Aligning the Eligibility Criteria of Head Start and State Early Care and Education Programs

As Head Start works to collaborate with state early care and education programs through initiatives like Early Head Start-Child Care partnerships, it is becoming increasingly apparent that that differences in the eligibility thresholds between Head Start and state early childhood programs is a significant administrative barrier to coordinating these programs to best meet the needs of children and families. Moreover, a number of states are passing minimum wage laws that bring some families just above a poverty threshold that fails to account for increases in the cost of living in communities across the country.  Given these circumstances, the Biden Administration must explore changes in the eligibility threshold for Head Start. While R9HSA is fully aware of the currently existing measures that increase the eligibility threshold (i.e., ability to enroll a percentage of children up to 130 percent of poverty), the administration must study other options to better align with state eligibility criteria for early education and child care programs. This examination should include modeling the impact of using state median income to determine if this threshold better reflects those that are in significant need in the state and better optimizes federal investments. R9HS believes that eligibility thresholds can be increased while still maintaining a focus on the most vulnerable children and families through the Eligibility, Recruitment, Selection, Enrollment, and Attendance policies implemented at the local level.

Reforming the Process that Determines which Head Start Programs Must Compete

In 2011, the Office of Head Start began implementing the Designation Renewal System (DRS), an accountability framework designed to distinguish whether or not grantees are delivering high-quality comprehensive services. R9HSA has found the DRS to be an important vehicle for program review, reflection, and improvement. R9HSA stands in support of Head Start’s DRS in a revised form, and looks forward to working with the Administration on a system that focuses more on continuous improvement than the competition of programs. The DRS changes finalized by the Office of Head Start in late August 2020 have taken a giant step in this direction, changing the deficiency condition from one deficiency to two, and revising the CLASS condition to include quality thresholds while increasing the thresholds for competition.
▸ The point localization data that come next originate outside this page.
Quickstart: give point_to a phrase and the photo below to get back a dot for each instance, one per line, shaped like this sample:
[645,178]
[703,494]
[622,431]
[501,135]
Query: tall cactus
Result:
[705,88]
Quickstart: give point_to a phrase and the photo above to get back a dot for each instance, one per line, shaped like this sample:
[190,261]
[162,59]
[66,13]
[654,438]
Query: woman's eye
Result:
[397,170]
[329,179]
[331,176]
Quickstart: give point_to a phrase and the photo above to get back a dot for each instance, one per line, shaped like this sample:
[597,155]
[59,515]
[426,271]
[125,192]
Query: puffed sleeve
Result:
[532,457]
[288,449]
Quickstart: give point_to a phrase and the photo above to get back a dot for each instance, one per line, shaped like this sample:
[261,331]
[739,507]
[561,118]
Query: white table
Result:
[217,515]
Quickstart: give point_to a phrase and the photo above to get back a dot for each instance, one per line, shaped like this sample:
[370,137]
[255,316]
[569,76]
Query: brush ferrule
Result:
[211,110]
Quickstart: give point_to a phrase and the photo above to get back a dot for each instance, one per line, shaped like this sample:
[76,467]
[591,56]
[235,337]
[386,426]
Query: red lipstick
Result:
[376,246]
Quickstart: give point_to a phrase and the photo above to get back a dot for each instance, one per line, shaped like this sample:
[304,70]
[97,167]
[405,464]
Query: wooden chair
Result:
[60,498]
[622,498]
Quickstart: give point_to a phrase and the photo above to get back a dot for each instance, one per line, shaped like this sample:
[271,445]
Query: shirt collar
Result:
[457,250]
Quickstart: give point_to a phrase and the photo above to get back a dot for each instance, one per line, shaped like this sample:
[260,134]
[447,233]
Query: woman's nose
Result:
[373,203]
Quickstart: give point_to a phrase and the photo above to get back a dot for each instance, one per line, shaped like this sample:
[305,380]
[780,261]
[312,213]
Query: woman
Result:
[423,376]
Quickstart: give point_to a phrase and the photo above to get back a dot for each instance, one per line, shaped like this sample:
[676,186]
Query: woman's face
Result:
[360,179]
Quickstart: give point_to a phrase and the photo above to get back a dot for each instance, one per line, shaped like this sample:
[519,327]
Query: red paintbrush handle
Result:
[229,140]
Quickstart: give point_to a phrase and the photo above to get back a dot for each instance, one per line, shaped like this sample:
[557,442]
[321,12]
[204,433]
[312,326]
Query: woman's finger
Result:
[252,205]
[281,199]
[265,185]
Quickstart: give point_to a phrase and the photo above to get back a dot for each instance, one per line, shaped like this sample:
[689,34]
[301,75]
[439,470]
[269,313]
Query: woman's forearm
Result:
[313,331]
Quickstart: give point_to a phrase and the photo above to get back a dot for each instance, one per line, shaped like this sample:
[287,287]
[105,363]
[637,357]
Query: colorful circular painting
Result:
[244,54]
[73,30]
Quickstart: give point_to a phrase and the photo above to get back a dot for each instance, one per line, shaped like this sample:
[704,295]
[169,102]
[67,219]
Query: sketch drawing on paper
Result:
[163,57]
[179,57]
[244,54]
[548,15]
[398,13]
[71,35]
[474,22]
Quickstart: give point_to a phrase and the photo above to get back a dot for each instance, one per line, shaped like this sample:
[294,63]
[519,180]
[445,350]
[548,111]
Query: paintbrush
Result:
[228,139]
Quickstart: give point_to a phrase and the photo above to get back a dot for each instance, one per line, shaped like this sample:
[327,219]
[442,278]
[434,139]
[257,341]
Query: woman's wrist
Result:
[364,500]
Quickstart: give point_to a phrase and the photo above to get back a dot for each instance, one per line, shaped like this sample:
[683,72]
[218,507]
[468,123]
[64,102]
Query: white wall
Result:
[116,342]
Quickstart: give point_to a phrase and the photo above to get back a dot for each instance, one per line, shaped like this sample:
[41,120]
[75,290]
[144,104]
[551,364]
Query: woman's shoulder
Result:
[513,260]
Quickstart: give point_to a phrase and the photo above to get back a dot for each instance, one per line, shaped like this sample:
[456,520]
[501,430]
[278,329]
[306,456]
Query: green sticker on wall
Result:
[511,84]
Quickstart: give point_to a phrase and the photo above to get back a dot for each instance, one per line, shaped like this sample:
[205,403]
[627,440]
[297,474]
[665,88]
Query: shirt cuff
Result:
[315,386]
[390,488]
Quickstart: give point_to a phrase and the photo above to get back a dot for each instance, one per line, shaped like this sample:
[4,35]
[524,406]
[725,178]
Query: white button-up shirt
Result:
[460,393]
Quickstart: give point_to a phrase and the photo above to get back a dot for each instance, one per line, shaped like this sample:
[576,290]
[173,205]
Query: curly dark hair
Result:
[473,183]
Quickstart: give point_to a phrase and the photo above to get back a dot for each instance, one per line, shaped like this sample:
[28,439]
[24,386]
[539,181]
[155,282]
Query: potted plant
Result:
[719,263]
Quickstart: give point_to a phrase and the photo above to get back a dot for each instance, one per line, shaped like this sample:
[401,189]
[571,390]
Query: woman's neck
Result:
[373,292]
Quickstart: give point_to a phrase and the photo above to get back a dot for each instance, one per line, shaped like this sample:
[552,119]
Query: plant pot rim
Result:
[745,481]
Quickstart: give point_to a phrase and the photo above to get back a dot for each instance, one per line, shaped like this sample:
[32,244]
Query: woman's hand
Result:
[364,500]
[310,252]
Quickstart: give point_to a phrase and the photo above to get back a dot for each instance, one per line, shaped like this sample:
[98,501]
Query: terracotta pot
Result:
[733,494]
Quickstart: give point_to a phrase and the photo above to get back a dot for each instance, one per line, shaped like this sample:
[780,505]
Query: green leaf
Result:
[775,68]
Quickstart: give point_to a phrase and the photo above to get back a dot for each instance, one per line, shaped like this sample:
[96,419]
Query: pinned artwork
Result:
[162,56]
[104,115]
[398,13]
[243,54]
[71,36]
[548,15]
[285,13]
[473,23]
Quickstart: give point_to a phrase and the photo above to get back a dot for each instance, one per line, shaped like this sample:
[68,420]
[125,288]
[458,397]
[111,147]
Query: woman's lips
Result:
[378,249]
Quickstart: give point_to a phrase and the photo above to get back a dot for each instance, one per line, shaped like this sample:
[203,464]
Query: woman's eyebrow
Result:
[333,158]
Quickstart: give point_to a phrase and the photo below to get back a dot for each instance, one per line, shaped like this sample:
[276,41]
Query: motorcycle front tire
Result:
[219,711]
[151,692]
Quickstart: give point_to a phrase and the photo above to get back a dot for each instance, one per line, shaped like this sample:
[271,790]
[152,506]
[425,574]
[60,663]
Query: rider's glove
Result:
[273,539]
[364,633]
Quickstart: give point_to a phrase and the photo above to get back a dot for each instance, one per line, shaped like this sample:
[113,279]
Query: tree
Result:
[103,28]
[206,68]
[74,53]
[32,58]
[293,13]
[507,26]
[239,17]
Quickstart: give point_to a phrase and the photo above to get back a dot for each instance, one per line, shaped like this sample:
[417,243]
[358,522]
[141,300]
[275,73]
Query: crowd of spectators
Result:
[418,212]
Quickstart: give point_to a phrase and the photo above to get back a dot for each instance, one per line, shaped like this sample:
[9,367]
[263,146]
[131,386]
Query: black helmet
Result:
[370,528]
R9HSA looks forward to working with the Biden Administration to continue to move the DRS toward a continuous quality improvement framework. We hope the Administration will implement competition conditions that better reflect the two-generation comprehensive services that Head Start programs provide by exploring conditions related to family engagement and the provision of health services.

R9HSA appreciates the opportunity to provide suggestions to the Biden Administration and is looking forward to our work together.

 

[1] Capizzano, J. and Dahlin, M. Addressing the Infant and Toddler Care Crisis: How States Are Using the Preschool Development Grant Birth Through Five Renewal Funding to Support Children Younger than Three. BUILD Initiative Brief: 2020.08.30 NCIT Infant Toddler Crisis Brief.pdf (buildinitiative.org).

[2] National Survey of Early Care and Education Project Team. (2013). Number and Characteristics of Early Care and Education (ECE) Teachers and Caregivers: Initial Findings from the National Survey of Early Care and Education (NSECE). OPRE Report #2013-38, Washington DC: Office of Planning, Research and Evaluation, Administration for Children and Families, U.S. Department of Health and Human Services.